David B. Irwin

David B. Irwin, an attorney for Edward T. Norris, talks to reporters outside the federal courthouse. He said Norris will "try to pick up the pieces with his family and put this behind him." < (Sun photo by Kenneth K. Lam / March 8, 2004)


Four years after he swept into Baltimore with a zero-tolerance plan for fighting crime and a blunt charm that helped defuse his critics, Edward T. Norris ended his run as one of Maryland's most visible law enforcement figures with a guilty plea yesterday to federal corruption and tax charges.

Norris, 43, pleaded guilty in U.S. District Court in Baltimore to conspiring to misuse money from a supplemental city police fund and lying on tax returns.

The former city police commissioner and Maryland state police superintendent is now a convicted felon and could face up to a year in prison at sentencing, scheduled for June 21.

His attorneys are expected to ask that he receive a sentence of probation or home detention.

The federal charges against Norris grew from an off-the-books police expense account, which court records show Norris used to pay for extramarital encounters with several women and to satisfy an apparent taste for the good life.

His extravagant splurges included shopping trips to Coach and Nordstrom, outings with friends at pricey hotel bars, and steak dinners at Smith & Wollensky in New York and Flemings in the Inner Harbor.

Maryland U.S. Attorney Thomas M. DiBiagio said at a news conference that Norris' conviction was a "reminder of the embedded corruption here, and the emerging resolve not to look the other way."

"We deserve better," DiBiagio said. "We deserve public officials who are both effective and honest. The only way to get from here to there is a policy of zero tolerance [for corruption], backed up by an unyielding commitment and intractable belief that the rules apply to everyone."

In a 14-page statement of facts detailing the case, federal prosecutors said that evidence presented at a trial would have shown that Norris had taken steps to disguise his personal spending as being for legitimate department business and was wary of detection.

After a member of the department's legal office raised concerns about the spending pattern with internal affairs, Norris complained that the employee had "gone outside the family," according to court records.
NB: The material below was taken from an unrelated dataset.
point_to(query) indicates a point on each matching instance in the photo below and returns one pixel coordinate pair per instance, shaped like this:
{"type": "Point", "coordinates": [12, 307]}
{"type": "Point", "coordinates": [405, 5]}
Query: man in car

When Norris worried that surveillance cameras at the Hyatt Hotel in downtown Baltimore could have captured him going into a hotel room with an unidentified woman in December 2001, Norris' then-chief of staff John Stendrini and another department employee went to the hotel to look for video cameras, the court papers show.

Stendrini was charged along with Norris in a federal indictment in December and is scheduled to stand trial in June. His attorney did not return a phone call yesterday seeking comment.

In court, lawyers representing Norris said that if his case had gone to trial they would have disputed some of the government's allegations, which listed 34 instances of improper activity or spending by Norris in connection to the supplemental police account, originally created as a Depression-era charity fund.

But defense attorney David B. Irwin said the disagreements were minor and did not change the outcome of the case.

Without his wife

Norris came to court yesterday without his wife, Kathryn Norris, who accompanied him in earlier appearances. He escaped cameras by entering the courthouse through an underground garage, a courtesy not generally extended to criminal defendants. He declined to talk to reporters inside the courtroom.

Norris stood stiffly throughout the half-hour court hearing, his hands folded in front of him, and said little beyond answering questions from U.S. District Judge Richard D. Bennett about whether he understood the charges against him, his possible punishment and the implications of his felony conviction.

"Did you in fact commit the offenses as summarized by the government?" Bennett asked Norris at one point.

"As summarized," Norris replied.

Asked by Bennett what his plea was to the conspiracy charge and to the tax violation, Norris answered twice in a low voice, "Guilty."